Para esbozar un perfil de Olga necesitaría más de diez mil palabras, o varias imágenes que solo conservo en la retina. Sin duda, fue una de las personas más creativas, locas y divertidas de la Valencia noventera y de principios del siglo XXI. Una etapa de modernidad a la que Olga no quiso poner límites. Su vida era creatividad y arte. Regentaba un pequeño local en la calle Juristas, al que denominó Nou Pernil Dolç (Nueva York traducido mal al valenciano, o algo así). Y desde allí cambió el mundo, nuestro mundo pequeño y visible; el único que podemos ver cambiar.

Frecuentaba a la hora del desayuno (de su desayuno, a las 12.30pm, o a las 14.00pm, depende del día) el Cafetín, un local entrañable del barrio de El Carmen. En aquel momento te atendía un camarero guapo y esbelto de Europa del Este, Rafau. Y Olga siempre estaba en la puerta, como una estampa tridimensional, acariciando a los perros que pasaban a su lado y saludando a la gente que desconocía. No le incomodaba establecer conversación con nadie, era una persona absolutamente moderna y abierta a las comunicaciones más insensatas. La sinceridad del agua con misterio.
Su aspecto, techno-travesti, punky-folk, muy DIY y completamente divertido, impactaba al primer golpe de vista. Por recordar algo, recuerdo un bolso cruzado cuya cinta estaba hecha con una banda de fallera, con todas sus pasamanerías, que remataban un cierre en abanico de nácar, troquelado y barroco. También recuerdo varios pares de gafas de cristal imposible y montura de ficción, que seguramente le acercaban a una realidad mucho mejor. Y siempre lucía algún tipo de gorro, sombrero o tocado, como la gente elegante; bien puesta de todo. Sus piernas, que guardaba idénticas a las de la bailarina que fue, lucían mallas, lycras y medias fantasía sin parar.

La primera vez que entré al Nou Pernil quedé asombrado y enamorado del espacio. Es un elogio al síndrome de Diógenes, pero con el sentido del esteticismo barroco perdurable. Lo más llamativo es que la siguiente vez que entrabas, varios meses después, todo era diferente, todo estaba cambiado, o quizá era yo, que no recordaba la montaña de objetos que emanaban del suelo, las paredes y colgaban de sus lámparas. Era, y sigue siendo (gracias a la actual regencia de Rafau), un universo aparte, en el que cualquier persona creativa se siente inspirada y serena.
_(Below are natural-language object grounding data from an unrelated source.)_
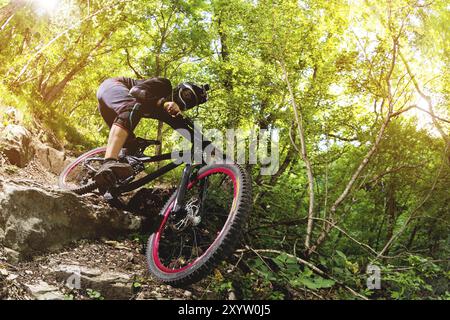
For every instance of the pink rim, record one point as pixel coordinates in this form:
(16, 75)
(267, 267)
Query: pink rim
(77, 162)
(157, 236)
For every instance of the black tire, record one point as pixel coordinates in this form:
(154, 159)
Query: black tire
(80, 188)
(224, 245)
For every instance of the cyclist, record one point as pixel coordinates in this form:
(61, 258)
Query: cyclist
(124, 101)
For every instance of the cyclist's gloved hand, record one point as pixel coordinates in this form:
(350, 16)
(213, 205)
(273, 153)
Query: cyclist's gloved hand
(138, 93)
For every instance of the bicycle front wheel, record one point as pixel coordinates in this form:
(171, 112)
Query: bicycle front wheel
(188, 246)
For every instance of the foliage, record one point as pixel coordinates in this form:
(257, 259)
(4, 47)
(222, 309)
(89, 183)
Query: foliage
(366, 78)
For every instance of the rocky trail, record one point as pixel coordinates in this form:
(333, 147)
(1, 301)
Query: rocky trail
(57, 245)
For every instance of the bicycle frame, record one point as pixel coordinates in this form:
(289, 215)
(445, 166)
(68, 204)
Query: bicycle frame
(187, 171)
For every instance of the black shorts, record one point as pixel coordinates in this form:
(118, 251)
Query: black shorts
(117, 107)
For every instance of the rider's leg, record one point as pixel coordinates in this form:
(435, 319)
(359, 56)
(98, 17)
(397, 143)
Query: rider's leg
(116, 140)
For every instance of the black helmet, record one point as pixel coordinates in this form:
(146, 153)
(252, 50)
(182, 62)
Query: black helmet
(188, 95)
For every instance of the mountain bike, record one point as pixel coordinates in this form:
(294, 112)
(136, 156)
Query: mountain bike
(201, 223)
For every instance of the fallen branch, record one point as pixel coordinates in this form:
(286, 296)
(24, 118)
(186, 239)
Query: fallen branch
(309, 265)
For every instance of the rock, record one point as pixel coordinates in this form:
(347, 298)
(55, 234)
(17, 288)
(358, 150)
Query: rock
(12, 277)
(44, 291)
(12, 256)
(36, 219)
(187, 294)
(111, 285)
(15, 145)
(50, 158)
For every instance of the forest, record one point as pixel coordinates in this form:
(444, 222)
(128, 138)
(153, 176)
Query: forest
(358, 92)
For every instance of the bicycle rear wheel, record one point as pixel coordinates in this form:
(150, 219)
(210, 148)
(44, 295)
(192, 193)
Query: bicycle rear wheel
(187, 248)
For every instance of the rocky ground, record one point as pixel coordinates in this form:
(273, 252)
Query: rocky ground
(56, 245)
(90, 270)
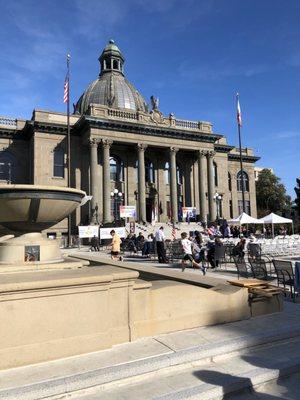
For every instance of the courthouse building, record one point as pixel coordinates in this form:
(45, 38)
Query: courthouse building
(158, 163)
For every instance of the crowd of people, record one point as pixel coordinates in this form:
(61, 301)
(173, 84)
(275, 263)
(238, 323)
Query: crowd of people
(197, 250)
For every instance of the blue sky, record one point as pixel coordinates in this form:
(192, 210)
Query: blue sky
(193, 55)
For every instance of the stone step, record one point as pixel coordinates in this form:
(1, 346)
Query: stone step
(150, 357)
(208, 381)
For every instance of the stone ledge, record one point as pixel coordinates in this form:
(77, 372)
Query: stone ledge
(70, 383)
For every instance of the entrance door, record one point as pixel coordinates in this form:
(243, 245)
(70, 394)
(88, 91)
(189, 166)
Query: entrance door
(149, 209)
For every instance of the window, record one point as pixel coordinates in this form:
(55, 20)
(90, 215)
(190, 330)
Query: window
(59, 163)
(6, 166)
(215, 174)
(245, 181)
(247, 207)
(179, 176)
(149, 172)
(115, 64)
(167, 173)
(229, 182)
(116, 169)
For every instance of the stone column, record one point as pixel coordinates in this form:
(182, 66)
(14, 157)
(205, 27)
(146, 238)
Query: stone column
(173, 184)
(106, 180)
(211, 185)
(141, 182)
(201, 163)
(94, 180)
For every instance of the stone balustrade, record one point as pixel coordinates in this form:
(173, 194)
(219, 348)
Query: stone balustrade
(8, 121)
(122, 114)
(181, 123)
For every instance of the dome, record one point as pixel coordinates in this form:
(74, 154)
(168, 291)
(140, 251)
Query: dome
(111, 89)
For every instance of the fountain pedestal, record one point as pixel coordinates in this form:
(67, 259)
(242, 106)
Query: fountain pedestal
(27, 210)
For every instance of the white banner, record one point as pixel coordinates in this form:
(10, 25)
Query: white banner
(127, 212)
(88, 231)
(105, 232)
(191, 211)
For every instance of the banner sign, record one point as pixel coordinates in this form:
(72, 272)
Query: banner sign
(88, 231)
(189, 211)
(105, 232)
(132, 227)
(127, 212)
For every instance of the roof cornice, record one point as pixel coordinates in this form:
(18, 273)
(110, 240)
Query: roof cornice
(144, 129)
(245, 158)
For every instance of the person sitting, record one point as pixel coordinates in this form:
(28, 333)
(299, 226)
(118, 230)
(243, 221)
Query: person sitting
(160, 245)
(188, 253)
(148, 245)
(211, 250)
(238, 250)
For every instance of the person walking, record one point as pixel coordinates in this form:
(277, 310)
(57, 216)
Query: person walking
(188, 253)
(95, 244)
(160, 245)
(115, 246)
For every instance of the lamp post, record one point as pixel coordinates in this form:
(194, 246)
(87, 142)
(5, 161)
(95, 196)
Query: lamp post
(218, 199)
(117, 197)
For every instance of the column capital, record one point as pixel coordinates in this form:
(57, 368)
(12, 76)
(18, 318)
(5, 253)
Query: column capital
(142, 146)
(202, 153)
(210, 154)
(174, 149)
(93, 142)
(107, 142)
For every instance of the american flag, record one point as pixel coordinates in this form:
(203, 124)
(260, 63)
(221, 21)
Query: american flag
(67, 81)
(173, 232)
(66, 88)
(239, 114)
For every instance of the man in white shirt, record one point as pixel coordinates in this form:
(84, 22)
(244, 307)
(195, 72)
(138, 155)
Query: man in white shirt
(188, 253)
(160, 245)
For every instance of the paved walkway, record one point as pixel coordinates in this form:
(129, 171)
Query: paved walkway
(170, 366)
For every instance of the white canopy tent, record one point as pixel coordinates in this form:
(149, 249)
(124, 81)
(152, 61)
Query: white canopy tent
(244, 219)
(276, 219)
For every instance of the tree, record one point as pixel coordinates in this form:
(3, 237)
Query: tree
(271, 195)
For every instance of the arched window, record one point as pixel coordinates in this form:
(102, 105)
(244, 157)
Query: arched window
(167, 173)
(116, 169)
(7, 162)
(149, 172)
(245, 181)
(215, 174)
(115, 64)
(229, 182)
(59, 162)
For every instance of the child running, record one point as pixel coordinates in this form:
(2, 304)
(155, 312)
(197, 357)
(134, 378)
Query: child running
(188, 254)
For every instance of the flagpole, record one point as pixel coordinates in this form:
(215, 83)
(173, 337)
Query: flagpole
(240, 148)
(68, 144)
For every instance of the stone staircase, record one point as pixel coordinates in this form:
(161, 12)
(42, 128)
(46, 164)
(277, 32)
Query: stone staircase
(233, 360)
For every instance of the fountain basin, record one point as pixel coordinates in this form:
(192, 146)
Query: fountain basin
(32, 208)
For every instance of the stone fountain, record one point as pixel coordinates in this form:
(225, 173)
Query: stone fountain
(26, 210)
(52, 308)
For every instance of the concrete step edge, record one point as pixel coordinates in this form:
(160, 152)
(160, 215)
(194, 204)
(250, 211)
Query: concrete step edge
(249, 380)
(100, 376)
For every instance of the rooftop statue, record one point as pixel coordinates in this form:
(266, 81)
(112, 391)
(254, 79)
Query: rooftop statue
(154, 102)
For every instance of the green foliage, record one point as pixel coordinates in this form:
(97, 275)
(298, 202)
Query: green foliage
(271, 195)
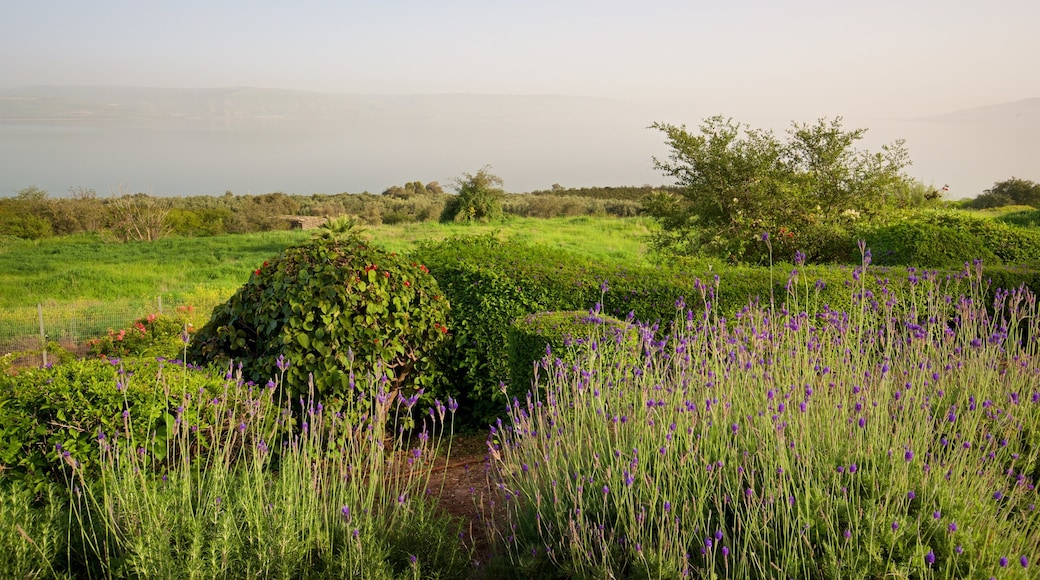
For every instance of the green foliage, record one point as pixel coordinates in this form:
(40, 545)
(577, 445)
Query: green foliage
(478, 199)
(491, 283)
(52, 416)
(342, 226)
(331, 308)
(738, 182)
(1029, 218)
(1013, 191)
(32, 533)
(56, 354)
(920, 243)
(534, 337)
(950, 238)
(155, 335)
(18, 219)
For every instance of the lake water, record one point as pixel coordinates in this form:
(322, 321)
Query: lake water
(188, 158)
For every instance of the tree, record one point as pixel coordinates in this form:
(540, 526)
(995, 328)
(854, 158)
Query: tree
(478, 198)
(737, 183)
(139, 217)
(1020, 191)
(31, 193)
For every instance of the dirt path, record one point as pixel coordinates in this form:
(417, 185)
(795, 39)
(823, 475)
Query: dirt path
(462, 490)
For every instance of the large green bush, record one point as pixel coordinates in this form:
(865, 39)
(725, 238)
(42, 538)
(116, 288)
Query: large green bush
(328, 309)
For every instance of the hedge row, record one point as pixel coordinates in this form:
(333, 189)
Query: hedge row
(52, 416)
(491, 283)
(947, 239)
Aquella primera vez me pedí una cerveza y se cobró con 5 euros. Me acerqué con unos amigos a un rincón apetecible, oscuro, infinito de trastos y tesoros. Y ella vino detrás, haciendo gala de sus buenas maneras como anfitriona, retirándome abrigo y bufanda. Al intentar desplazar una silla confrontada a la mesa, me recomendó con vehemencia que no lo hiciera; que allí todo estaba colocado para ser lo más confortable posible, y que dedicaba con cariño parte de su tiempo a ubicar las cosas en el sitio que debían estar. Así que me tuve que sentar a horcajadas y disfruté mucho mejor.
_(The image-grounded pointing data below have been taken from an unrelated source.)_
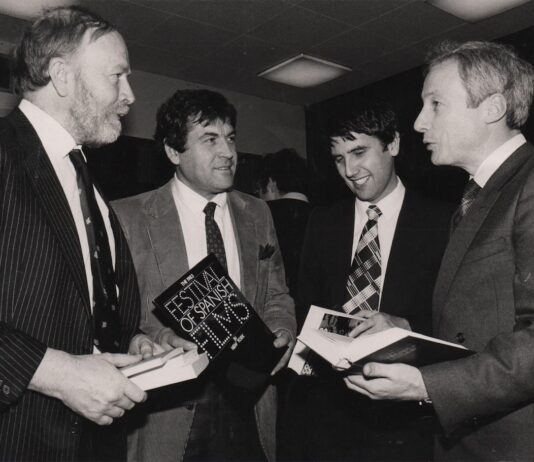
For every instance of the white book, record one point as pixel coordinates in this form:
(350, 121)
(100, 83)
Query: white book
(393, 345)
(318, 318)
(166, 368)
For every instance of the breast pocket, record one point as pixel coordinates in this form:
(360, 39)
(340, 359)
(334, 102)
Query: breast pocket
(486, 249)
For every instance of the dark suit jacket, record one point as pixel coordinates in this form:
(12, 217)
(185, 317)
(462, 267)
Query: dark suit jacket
(418, 244)
(484, 297)
(152, 226)
(44, 299)
(344, 425)
(290, 217)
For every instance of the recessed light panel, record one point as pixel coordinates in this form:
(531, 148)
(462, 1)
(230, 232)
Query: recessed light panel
(304, 71)
(475, 10)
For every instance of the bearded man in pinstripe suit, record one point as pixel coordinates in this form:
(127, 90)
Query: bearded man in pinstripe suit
(71, 69)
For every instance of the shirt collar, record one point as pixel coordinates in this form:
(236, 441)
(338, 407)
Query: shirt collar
(56, 140)
(295, 195)
(194, 201)
(387, 205)
(490, 165)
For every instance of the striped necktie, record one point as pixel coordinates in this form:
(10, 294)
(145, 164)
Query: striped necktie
(363, 284)
(105, 303)
(214, 239)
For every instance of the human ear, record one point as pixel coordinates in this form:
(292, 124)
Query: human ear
(394, 146)
(172, 154)
(494, 108)
(59, 70)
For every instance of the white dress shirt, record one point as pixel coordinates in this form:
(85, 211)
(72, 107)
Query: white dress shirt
(190, 206)
(57, 143)
(492, 163)
(387, 223)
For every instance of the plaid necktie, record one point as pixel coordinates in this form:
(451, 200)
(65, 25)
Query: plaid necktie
(213, 235)
(105, 303)
(363, 284)
(470, 193)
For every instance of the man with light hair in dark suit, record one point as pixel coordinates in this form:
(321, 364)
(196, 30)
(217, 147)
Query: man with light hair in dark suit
(67, 283)
(476, 97)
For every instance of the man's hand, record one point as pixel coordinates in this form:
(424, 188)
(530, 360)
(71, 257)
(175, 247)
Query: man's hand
(91, 385)
(169, 340)
(375, 321)
(398, 382)
(283, 338)
(143, 345)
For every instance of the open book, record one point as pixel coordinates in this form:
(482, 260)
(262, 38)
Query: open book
(393, 345)
(166, 368)
(302, 359)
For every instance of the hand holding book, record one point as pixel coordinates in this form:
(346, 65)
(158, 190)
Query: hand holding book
(397, 382)
(370, 322)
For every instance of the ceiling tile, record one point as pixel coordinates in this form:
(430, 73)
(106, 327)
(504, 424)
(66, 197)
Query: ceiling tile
(209, 74)
(168, 6)
(412, 23)
(248, 52)
(512, 20)
(133, 22)
(354, 47)
(298, 29)
(351, 11)
(188, 37)
(234, 15)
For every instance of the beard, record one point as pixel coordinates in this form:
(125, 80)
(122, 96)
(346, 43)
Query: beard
(94, 124)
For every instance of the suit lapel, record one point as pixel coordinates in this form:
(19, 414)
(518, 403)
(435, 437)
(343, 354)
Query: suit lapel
(466, 231)
(341, 250)
(50, 195)
(247, 245)
(399, 257)
(166, 237)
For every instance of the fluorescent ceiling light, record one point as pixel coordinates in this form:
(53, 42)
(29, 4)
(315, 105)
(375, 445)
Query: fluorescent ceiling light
(30, 9)
(475, 10)
(304, 71)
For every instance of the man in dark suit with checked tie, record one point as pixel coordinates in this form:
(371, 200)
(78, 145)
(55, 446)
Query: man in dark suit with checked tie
(476, 97)
(376, 255)
(68, 287)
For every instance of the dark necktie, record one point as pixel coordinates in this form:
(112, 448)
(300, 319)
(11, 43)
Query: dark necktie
(105, 304)
(470, 193)
(214, 239)
(363, 284)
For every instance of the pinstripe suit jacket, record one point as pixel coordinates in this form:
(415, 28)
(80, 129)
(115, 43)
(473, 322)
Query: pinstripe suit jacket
(44, 299)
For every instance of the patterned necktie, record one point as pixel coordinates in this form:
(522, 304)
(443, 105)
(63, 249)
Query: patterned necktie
(470, 193)
(363, 284)
(213, 235)
(105, 304)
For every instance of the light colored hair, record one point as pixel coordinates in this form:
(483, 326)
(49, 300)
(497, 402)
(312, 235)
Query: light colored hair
(487, 68)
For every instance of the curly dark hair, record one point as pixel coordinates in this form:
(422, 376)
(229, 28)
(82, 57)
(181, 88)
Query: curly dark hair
(373, 119)
(187, 107)
(57, 33)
Olga apareció cadáver una mañana rara y extrañamente fría de noviembre de 2008. Su última acción conocida había sido abrir el candado de su local. Con 57 años de vida y arte a sus espaldas, dejó reconocimientos en varios continentes, imágenes sobre el escenario con grandes como Lindsay Kemp, y una arrogancia artística que marcaba un halo de excentricidad y frivolidad tan necesaria como su presencia, en un barrio que desde entonces está—un poco más— huérfano.